What about those of us who have professed faith in Christ? Are we truly healthy and righteous? Yes, we are declared righteous (justified) because of the cross, but we are not made perfect. We are still broken even after we decide to follow Jesus. Many Christians forget this and think that once we are in the Church club, we are more blessed and better than others. This is incorrect teaching.
Rather, we need to admit that we are not made perfect in this life. Once we confess this, we can dig into our brokenness and allow the Holy Spirit of Jesus to continue to heal us each day that we live. So how can sanctimonious people reach into their brokenness? Three simple rules:
a. Don’t be afraid (1 John 4:18). Facing brokenness within us and in the world is scary. But Jesus is guiding us. In God’s sovereignty, all things will be made right. Don’t be afraid.
b. Other people are also created in God’s image. Recognize that no matter how different other people are, no matter how much they hate us, no matter how much they fear us, every person is created in God’s image. Therefore, we must never forget to see them as equally worthy of God’s love and compassion.

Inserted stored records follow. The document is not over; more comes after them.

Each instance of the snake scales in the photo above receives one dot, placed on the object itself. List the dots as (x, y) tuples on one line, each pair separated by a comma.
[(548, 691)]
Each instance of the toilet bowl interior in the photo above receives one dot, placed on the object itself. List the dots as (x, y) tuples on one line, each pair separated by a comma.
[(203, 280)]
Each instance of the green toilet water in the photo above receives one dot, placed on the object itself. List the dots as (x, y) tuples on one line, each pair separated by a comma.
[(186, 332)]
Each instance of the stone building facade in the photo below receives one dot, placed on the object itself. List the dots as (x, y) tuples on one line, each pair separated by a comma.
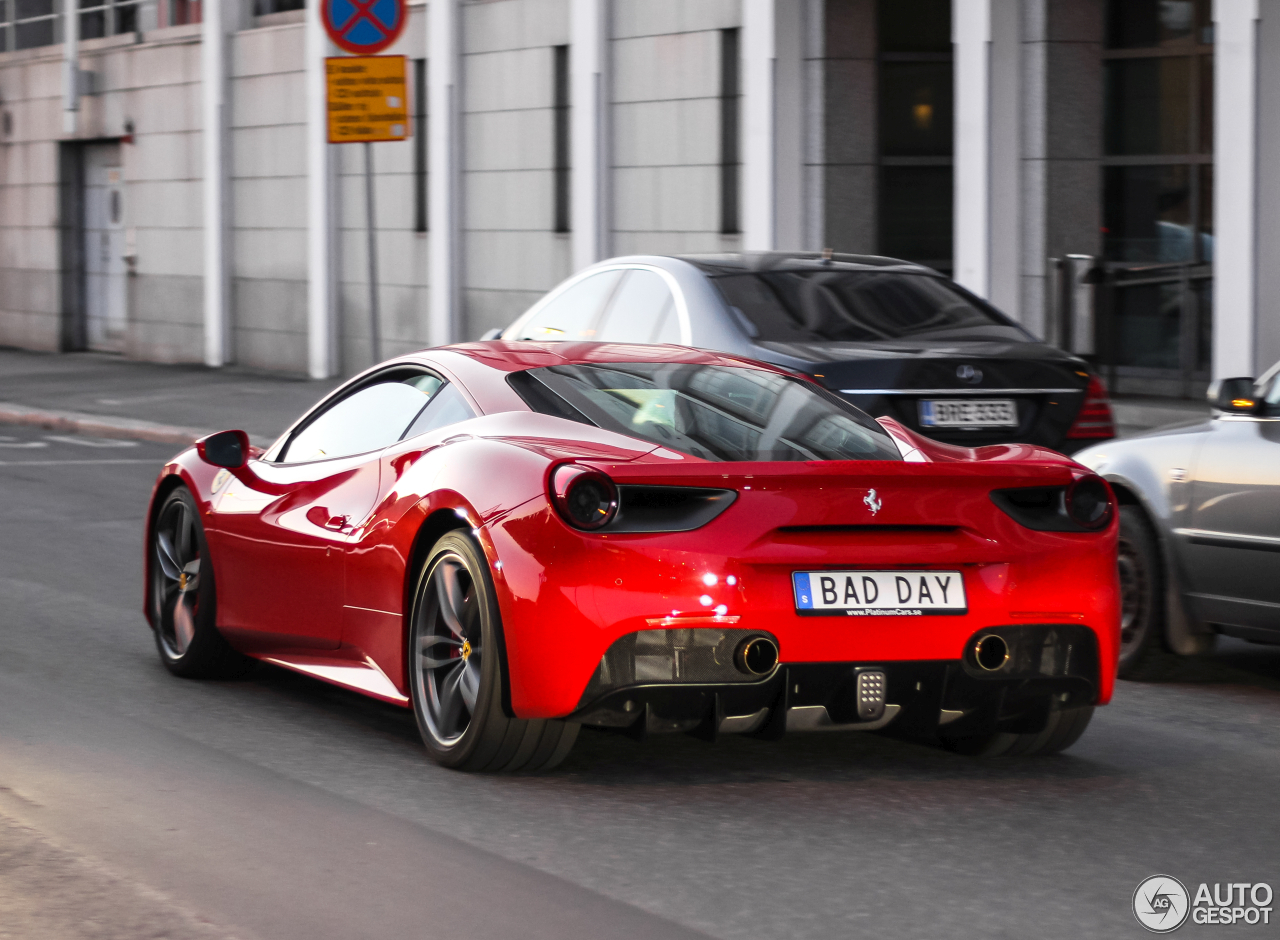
[(167, 191)]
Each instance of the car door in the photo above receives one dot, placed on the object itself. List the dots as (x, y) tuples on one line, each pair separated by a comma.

c. We need Christ’s healing every day. The Holy Spirit is moving us toward maturity, fruitfulness, and healing each day by revealing our brokenness and showing the way to healing and restoration. Thus, we need to be open to whatever the Spirit shows us.
3 Jesus leads us to reach out to a broken world through our brokenness
So before we reach out to others for Christ, let us work on our inner brokenness. This is the only way we can reach people without being perceived as sanctimonious. Let us approach people as one beggar showing another where to find food.
So in the Kingdom of grace tax collectors (traitors and enemies) and sinners are invited in. In fact, Jesus reaches out and eats with them. He embraced their brokenness with his brokenness, for in his crucifixion, his body was broken and his blood was shed to heal and forgive the many. So as we follow and imitate Jesus, may the only thing that is visible as we reach out to our neighbors, relatives, and the world is not our own goodness, but Jesus Christ’s love alone.